Эмма прямо смотрела Пьеру в глаза. На этот раз он читал в них не привычную уверенность, а страх и почти умоляющую нежность. Словно панцирь миссис Шеннон, главы компании «Беркинс и Шеннон», лопнул под обрушившимся напряжением.

– Иди сюда, – тихо проговорил он и обнял ее.

Она не успела ответить, и он нежно поцеловал ее.

– Я хочу тебя, – пробормотал он. – Даже на расстоянии. Ты понимаешь?

Он хотел, чтобы для нее его желание стало осязаемым.

Эмма позволила пальцам Пьера ласкать ее грудь, шею, лицо. Он как будто хотел запомнить ее всю. От слез глаза ее припухли, да и весь ее уставший вид не соответствовал канонам красоты, но странным образом притягивал Пьера.

Французский фотограф Беттина Раймс однажды сделала серию портретов звезд без макияжа. Он помнил снимки: Летиция Каста, Беатриса Даль, Милла Йовович – покрасневшие глаза, мокрые ресницы, розовая нитка шрама, ведущая к темному паху.

Красота – то, что остается, когда смыта тушь для ресниц.

И еще эта потрясающая нежность. Лаская ее грудь, он ощущал бархатистость кожи, Пьер забыл обо всем. На свете были только Он и Она.

Эмма открыла глаза, скользнула рукой под рубашку Пьера. Пальцы гладили его грудь, касались живота, остановились, продолжали свое грациозное движение.

Когда Пьер хотел поцеловать ее грудь, она упала на кровать. Он пытался поднять ее.

– Эмма, – прошептал он, – поднимись!

Она не спрашивала почему. Пьер помог ей встать и стал раздевать ее. Она смотрела на него затуманенным взглядом. Каждый жест, каждый взгляд Пьера внушал ей желание. До сих пор она не испытывала ничего подобного. Он словно угадывал ее желания, будто был ею.
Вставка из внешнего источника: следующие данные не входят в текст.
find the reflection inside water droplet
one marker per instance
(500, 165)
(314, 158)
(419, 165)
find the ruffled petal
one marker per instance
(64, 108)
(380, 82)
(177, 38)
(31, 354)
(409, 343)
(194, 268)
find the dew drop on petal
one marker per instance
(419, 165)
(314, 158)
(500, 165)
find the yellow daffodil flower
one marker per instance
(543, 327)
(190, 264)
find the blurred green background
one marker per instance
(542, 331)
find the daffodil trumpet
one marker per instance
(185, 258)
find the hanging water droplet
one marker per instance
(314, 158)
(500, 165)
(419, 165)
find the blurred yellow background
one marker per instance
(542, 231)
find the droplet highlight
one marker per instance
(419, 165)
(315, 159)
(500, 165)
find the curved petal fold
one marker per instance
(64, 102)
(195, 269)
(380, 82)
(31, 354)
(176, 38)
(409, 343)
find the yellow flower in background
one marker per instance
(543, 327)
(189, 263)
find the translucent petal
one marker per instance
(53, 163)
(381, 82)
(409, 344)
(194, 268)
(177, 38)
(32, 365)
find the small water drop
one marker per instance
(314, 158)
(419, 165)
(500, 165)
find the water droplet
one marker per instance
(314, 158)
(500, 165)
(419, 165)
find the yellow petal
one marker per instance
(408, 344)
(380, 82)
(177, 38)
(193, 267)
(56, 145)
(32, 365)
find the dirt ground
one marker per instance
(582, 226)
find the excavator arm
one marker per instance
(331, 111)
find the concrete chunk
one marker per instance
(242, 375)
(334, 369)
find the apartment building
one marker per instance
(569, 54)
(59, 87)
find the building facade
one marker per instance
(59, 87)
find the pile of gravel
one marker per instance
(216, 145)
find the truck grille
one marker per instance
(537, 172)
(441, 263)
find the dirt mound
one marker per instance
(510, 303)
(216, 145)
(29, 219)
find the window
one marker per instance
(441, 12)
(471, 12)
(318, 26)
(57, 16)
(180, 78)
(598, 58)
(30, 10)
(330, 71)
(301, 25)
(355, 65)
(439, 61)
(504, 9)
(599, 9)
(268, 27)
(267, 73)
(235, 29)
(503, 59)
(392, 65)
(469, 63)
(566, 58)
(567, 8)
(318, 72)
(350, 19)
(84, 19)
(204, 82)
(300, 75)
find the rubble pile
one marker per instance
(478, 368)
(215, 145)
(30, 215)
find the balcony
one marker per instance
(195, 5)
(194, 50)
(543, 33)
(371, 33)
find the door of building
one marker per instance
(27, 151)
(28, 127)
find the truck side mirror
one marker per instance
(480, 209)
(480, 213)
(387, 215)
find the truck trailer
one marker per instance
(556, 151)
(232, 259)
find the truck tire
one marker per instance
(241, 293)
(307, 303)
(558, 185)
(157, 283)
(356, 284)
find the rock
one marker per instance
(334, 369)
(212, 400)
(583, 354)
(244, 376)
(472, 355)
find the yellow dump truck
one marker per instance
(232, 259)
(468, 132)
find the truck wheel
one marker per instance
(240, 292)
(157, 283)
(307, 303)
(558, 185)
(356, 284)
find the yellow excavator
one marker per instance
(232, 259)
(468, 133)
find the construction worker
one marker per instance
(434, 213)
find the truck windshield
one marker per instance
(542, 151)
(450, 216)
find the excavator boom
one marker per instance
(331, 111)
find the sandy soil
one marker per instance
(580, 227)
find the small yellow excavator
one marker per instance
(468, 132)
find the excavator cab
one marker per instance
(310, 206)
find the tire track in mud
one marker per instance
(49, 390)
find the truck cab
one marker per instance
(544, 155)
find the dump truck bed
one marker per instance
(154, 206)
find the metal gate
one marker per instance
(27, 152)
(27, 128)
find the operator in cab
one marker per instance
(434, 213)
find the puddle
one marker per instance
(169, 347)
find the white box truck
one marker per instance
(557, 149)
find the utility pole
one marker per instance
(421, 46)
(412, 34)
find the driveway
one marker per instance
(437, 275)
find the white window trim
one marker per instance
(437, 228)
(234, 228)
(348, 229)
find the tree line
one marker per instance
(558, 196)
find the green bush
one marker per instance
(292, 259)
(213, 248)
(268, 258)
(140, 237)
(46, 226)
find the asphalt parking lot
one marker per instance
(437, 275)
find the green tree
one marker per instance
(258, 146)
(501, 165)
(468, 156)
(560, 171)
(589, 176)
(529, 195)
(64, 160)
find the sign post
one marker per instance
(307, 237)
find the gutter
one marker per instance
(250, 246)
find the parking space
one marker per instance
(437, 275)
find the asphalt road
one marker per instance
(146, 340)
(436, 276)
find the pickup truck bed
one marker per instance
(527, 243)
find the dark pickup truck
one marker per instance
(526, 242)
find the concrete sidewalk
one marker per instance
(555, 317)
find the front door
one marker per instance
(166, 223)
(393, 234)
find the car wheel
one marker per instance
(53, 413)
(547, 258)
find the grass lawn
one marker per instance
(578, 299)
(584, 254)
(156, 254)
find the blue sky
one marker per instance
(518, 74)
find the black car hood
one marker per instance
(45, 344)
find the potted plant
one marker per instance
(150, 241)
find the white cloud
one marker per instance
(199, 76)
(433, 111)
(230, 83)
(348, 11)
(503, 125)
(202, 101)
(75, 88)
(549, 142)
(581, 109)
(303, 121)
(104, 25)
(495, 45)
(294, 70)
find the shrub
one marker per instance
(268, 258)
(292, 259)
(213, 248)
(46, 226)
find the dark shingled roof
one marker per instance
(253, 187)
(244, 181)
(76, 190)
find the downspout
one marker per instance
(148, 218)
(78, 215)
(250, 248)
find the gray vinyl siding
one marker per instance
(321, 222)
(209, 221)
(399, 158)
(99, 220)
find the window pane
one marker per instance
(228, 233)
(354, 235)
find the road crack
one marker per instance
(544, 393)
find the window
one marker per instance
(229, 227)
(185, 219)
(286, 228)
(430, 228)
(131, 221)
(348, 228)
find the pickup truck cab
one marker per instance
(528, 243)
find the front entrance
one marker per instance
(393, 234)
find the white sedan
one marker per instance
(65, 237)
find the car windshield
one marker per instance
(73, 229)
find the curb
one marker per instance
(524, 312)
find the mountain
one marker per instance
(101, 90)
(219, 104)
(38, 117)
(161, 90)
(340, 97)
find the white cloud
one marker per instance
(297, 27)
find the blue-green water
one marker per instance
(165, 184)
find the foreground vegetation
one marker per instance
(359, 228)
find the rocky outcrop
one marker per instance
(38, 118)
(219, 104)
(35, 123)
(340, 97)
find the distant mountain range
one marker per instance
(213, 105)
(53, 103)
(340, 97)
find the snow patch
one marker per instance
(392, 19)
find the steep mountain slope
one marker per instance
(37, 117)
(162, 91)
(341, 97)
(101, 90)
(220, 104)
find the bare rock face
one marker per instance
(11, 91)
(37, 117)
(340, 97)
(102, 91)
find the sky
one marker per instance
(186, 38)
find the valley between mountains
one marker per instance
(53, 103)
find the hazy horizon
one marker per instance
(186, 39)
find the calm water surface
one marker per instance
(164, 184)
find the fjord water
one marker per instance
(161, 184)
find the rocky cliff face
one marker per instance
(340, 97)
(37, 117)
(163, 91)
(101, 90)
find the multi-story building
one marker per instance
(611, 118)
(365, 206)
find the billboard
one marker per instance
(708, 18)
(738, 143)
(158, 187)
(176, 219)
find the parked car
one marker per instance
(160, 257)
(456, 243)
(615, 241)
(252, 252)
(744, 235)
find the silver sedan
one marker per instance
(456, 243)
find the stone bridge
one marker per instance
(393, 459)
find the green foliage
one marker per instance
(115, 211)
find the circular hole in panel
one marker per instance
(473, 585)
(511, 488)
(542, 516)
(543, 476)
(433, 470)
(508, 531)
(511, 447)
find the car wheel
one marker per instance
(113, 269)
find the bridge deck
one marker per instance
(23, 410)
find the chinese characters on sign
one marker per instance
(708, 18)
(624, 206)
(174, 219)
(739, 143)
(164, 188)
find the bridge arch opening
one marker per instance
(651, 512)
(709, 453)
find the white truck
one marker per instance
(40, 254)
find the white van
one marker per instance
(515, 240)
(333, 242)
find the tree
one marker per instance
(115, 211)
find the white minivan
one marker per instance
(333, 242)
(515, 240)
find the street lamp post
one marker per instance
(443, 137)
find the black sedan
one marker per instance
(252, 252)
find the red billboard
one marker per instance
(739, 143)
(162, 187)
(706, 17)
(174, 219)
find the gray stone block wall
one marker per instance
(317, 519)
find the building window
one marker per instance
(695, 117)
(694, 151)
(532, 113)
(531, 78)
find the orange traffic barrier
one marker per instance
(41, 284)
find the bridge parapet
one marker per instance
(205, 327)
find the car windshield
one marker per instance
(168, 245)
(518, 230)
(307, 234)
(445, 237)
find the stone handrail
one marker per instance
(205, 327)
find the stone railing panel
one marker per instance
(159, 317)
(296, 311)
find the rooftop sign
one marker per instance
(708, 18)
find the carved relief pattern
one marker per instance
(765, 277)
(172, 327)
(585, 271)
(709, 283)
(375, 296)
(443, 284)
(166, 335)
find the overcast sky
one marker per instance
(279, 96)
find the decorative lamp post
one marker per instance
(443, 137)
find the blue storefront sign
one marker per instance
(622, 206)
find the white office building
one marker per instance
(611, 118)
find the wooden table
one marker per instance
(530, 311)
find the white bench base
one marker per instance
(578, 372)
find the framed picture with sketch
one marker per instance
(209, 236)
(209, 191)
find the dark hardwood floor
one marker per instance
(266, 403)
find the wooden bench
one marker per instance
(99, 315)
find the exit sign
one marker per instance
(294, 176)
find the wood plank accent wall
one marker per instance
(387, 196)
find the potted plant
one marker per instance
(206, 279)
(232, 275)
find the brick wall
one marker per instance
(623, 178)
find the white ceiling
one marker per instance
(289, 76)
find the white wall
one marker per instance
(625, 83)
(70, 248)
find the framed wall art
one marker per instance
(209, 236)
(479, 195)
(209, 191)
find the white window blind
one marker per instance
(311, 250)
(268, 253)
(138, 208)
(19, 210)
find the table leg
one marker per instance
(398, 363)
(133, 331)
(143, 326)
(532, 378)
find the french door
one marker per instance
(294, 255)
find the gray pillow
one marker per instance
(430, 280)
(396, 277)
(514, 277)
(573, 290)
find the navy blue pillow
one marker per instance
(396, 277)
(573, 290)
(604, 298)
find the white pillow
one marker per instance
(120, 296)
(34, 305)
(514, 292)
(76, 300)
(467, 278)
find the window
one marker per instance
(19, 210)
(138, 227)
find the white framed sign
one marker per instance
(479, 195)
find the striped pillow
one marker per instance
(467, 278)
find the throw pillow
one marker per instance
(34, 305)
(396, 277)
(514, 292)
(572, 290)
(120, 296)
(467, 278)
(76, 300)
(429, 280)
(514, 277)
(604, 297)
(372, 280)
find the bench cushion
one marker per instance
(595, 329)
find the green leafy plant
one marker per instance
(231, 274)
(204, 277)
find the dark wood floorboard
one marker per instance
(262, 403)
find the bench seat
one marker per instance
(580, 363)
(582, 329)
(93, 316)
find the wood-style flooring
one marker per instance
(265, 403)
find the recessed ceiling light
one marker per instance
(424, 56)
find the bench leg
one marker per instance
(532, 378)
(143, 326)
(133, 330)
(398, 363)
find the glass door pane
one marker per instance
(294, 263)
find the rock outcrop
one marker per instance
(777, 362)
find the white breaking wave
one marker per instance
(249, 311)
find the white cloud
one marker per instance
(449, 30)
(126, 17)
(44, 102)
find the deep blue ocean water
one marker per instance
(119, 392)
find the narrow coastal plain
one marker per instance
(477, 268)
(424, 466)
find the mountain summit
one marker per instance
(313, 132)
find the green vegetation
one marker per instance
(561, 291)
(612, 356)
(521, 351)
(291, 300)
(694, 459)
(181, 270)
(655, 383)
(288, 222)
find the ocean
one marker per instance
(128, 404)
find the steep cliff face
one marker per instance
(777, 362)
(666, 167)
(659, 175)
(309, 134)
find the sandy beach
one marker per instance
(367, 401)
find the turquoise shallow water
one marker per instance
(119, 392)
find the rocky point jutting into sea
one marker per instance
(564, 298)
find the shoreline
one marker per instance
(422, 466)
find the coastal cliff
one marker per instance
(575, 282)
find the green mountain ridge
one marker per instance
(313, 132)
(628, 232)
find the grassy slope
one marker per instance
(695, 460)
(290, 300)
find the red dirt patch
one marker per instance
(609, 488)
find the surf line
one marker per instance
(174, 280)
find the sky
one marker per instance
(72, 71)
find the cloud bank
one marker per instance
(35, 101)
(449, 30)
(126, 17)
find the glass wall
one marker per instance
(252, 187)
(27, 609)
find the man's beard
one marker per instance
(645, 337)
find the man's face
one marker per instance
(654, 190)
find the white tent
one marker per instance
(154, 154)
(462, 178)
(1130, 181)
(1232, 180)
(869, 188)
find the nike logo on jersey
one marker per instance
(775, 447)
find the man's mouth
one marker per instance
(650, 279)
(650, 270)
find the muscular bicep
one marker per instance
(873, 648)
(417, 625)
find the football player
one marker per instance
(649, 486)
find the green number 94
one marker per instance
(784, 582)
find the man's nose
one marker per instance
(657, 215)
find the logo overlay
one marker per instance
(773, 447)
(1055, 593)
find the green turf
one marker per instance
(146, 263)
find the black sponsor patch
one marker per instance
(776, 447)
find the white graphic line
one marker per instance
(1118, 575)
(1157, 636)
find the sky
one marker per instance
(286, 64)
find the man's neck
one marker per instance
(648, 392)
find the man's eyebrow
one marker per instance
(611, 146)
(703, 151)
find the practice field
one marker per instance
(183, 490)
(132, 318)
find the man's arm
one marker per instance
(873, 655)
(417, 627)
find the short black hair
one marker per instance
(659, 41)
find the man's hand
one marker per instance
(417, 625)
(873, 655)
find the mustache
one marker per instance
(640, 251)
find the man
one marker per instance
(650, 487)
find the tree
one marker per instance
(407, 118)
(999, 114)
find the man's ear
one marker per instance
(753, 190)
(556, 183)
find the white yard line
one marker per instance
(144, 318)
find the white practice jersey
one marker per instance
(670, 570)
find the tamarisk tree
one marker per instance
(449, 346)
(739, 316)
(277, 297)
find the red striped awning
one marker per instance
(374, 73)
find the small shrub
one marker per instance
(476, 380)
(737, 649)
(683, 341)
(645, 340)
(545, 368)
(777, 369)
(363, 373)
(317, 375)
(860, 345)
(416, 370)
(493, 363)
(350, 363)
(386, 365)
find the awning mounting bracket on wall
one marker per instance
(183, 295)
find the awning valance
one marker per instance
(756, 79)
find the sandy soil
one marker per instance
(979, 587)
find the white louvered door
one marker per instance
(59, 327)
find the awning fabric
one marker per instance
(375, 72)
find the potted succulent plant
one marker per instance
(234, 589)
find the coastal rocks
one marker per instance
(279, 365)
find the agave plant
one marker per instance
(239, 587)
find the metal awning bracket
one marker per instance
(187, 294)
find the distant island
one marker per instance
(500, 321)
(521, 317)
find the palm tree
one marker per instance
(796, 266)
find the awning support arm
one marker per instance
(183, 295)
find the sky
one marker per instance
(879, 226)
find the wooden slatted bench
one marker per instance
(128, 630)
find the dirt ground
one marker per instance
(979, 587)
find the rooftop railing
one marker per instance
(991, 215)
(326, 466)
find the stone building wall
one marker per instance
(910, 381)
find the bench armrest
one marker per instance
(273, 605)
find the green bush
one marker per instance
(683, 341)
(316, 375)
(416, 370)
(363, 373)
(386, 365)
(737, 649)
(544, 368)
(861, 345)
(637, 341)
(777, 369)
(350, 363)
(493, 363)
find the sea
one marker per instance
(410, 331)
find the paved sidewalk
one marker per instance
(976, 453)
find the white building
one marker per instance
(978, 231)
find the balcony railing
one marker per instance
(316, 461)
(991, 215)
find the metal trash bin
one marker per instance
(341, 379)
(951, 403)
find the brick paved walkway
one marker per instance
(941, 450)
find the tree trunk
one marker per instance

– Ты – мечта любой женщины, – тихо сказала Эмма.

Не зная, понял ли он ее слова, она безотчетно хотела, чтобы он почувствовал переполнявшее ее счастье.

Пьер опустился на колени и стал неистово целовать ее. Когда он ласкал ее ноги, почувствовал на своих волосах легкие дрожащие пальцы Эммы. А когда поднял к ней лицо, губы Эммы растаяли на его губах, потом смотрел, как подрагивают ее серьги. Пьер впервые увидел их вблизи. Элитное украшение ручной работы. Почему-то, глядя на эти серьги, он подумал: наконец-то Эмма предстала перед ним в своем первозданном виде – настоящей женщиной, которую он всегда желал. Она отзывалась на каждое его прикосновение.

Когда на кровати Дэна Баретта он вошел в нее, сверкнувшее видение – образ хозяина «Контролвэр» – как вспышка, возник перед ним. Пьер занимался любовью с женщиной, которую Баретт любил до него и, может быть, на той же самой кровати. Странная непристойная картинка пронеслась перед глазами: Баретт записывает любовные стоны Эммы.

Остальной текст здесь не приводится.